You are viewing a plain text version of this content. The canonical link for it is here.
Posted to dev@httpd.apache.org by William A Rowe Jr <wr...@rowe-clan.net> on 2016/08/26 03:02:23 UTC

Backporting HttpProtocolOptions survey

A couple key questions now that the full refactoring of legacy vs. strict
is mostly complete (there remain potential issues with some of the 3-4 yr
old changes on trunk which I'll raise in other posts.) But speaking only to
the request line and request header parsing...
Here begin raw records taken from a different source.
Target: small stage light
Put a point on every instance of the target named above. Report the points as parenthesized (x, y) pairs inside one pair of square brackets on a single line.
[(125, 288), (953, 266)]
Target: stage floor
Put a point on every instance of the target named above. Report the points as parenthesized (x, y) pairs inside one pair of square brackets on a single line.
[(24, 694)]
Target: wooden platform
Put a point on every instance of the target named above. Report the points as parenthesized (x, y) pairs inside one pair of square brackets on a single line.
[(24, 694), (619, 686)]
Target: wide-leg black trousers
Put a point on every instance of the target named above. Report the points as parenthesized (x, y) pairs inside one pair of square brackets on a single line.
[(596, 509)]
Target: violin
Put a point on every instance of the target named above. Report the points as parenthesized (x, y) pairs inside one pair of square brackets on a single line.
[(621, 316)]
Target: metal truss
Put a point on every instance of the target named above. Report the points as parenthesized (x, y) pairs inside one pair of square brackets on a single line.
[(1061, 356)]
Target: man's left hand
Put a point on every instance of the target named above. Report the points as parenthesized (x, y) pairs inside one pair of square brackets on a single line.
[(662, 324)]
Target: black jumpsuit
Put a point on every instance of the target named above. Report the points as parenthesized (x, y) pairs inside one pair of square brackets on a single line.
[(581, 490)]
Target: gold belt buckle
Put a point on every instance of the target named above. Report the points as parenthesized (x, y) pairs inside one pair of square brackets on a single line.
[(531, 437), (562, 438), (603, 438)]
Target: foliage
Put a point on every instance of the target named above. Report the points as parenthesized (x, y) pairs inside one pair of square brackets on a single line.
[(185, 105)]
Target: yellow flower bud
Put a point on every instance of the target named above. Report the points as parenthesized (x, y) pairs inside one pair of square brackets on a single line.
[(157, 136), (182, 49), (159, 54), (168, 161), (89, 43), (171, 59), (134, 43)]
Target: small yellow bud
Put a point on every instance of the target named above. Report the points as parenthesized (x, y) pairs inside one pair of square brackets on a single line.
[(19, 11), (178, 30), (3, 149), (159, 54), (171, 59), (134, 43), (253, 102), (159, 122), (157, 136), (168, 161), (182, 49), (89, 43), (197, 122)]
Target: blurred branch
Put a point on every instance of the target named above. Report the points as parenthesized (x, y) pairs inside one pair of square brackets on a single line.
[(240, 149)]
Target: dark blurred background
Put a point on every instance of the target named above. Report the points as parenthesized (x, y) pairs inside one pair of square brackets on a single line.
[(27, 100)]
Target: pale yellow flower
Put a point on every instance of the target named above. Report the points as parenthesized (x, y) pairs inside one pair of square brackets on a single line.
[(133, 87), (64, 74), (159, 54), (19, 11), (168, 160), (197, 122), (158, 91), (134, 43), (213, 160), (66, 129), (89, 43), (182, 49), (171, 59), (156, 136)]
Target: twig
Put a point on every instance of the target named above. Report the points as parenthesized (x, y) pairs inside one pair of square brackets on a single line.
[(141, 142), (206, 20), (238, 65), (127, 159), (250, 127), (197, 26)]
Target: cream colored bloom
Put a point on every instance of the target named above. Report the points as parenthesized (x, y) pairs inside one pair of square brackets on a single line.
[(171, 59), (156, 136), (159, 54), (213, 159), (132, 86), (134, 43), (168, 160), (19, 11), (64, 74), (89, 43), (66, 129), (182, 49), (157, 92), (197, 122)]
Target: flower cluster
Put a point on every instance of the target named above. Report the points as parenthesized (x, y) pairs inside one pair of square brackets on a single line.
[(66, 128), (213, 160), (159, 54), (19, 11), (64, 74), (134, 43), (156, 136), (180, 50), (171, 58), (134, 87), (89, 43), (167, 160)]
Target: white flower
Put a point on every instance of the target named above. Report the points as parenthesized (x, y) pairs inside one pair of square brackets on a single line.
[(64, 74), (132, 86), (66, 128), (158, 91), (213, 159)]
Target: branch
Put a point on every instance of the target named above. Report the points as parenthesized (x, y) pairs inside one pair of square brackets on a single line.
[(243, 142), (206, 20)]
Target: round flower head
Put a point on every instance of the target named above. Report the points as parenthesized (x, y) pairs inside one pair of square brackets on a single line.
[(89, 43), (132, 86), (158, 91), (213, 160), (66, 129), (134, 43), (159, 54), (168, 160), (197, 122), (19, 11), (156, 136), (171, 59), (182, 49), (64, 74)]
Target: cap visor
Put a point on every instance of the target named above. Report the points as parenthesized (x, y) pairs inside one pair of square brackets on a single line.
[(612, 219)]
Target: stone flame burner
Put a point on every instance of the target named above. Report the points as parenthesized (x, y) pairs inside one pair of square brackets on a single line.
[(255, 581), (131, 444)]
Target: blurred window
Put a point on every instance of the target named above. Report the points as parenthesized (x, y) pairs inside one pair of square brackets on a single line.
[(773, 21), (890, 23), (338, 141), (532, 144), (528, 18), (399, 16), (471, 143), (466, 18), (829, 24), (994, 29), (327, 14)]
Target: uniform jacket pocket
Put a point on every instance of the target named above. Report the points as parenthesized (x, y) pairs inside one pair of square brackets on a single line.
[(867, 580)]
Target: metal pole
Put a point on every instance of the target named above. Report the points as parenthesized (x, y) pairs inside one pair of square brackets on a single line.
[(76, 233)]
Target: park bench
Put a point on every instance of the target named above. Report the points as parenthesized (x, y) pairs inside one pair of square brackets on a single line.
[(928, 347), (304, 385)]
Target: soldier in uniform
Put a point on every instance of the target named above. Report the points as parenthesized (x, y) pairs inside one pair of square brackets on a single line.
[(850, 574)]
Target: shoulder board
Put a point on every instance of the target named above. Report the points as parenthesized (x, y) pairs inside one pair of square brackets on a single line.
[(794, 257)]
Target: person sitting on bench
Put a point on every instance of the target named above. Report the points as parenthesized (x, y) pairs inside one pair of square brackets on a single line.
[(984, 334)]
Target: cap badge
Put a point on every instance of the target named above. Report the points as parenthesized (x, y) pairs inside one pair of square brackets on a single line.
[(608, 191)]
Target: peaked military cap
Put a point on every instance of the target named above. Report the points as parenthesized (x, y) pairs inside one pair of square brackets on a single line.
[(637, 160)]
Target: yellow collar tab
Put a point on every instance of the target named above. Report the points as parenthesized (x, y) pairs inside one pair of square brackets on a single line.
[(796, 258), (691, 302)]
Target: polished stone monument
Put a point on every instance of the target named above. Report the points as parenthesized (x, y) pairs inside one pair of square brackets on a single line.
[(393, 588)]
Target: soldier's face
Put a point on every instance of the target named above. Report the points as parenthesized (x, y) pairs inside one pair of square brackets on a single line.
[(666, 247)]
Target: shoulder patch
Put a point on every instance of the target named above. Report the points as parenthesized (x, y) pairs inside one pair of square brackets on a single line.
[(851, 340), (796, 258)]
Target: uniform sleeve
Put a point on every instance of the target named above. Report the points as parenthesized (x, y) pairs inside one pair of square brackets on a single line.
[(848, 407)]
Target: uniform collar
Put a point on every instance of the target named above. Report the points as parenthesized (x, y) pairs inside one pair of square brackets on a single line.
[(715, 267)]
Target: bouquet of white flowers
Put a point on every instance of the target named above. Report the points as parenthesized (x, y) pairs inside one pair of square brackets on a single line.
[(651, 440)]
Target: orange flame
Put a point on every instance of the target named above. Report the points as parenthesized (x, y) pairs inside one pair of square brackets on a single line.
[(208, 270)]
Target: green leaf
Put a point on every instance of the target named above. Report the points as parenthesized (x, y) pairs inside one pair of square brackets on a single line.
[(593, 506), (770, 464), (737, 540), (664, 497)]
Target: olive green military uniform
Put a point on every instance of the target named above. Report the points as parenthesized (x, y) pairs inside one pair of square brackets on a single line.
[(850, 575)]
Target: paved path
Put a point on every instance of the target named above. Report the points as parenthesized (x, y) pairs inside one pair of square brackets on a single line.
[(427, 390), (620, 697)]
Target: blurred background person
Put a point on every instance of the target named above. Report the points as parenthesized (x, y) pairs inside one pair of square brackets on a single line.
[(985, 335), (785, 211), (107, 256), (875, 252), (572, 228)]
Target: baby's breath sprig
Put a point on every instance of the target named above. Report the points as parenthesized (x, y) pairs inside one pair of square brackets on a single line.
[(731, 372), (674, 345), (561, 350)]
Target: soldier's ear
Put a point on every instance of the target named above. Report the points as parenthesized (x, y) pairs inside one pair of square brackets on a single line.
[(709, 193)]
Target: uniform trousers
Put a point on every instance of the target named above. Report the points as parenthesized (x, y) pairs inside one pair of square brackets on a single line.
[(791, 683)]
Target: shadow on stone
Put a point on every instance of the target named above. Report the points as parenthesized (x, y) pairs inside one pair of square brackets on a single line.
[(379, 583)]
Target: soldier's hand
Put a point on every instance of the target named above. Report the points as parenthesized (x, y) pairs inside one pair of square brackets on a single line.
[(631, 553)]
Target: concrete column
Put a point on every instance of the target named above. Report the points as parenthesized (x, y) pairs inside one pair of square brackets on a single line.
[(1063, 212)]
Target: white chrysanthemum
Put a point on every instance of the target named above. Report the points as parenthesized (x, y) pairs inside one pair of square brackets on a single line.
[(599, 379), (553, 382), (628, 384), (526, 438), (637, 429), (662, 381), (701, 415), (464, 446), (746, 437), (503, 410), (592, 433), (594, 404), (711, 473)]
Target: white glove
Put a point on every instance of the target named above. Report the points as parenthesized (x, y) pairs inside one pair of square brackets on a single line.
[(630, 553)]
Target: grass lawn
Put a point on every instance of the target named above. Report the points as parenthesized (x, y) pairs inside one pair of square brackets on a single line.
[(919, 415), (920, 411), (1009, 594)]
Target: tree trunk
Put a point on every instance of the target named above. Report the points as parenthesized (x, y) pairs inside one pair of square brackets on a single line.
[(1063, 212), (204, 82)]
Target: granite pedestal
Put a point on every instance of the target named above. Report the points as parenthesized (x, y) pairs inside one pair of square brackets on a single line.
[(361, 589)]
1. Does it make sense to emit these parsing failures at the info level? Or
debug level (or in trunk/2.4, only at the trace level?) Granted some
legitimate internal diagnostics may be required, so it needs to have some
potential visibility, but the vast majority of such traffic is abusive and
doesn't need a place in most error logs.

2. Should we ban \r\n\v\f unequivocally from request and request header
fields altogether, or is there a legitimate need to support these? Or
should these follow the UnsafeWhitespace toggle and be permitted?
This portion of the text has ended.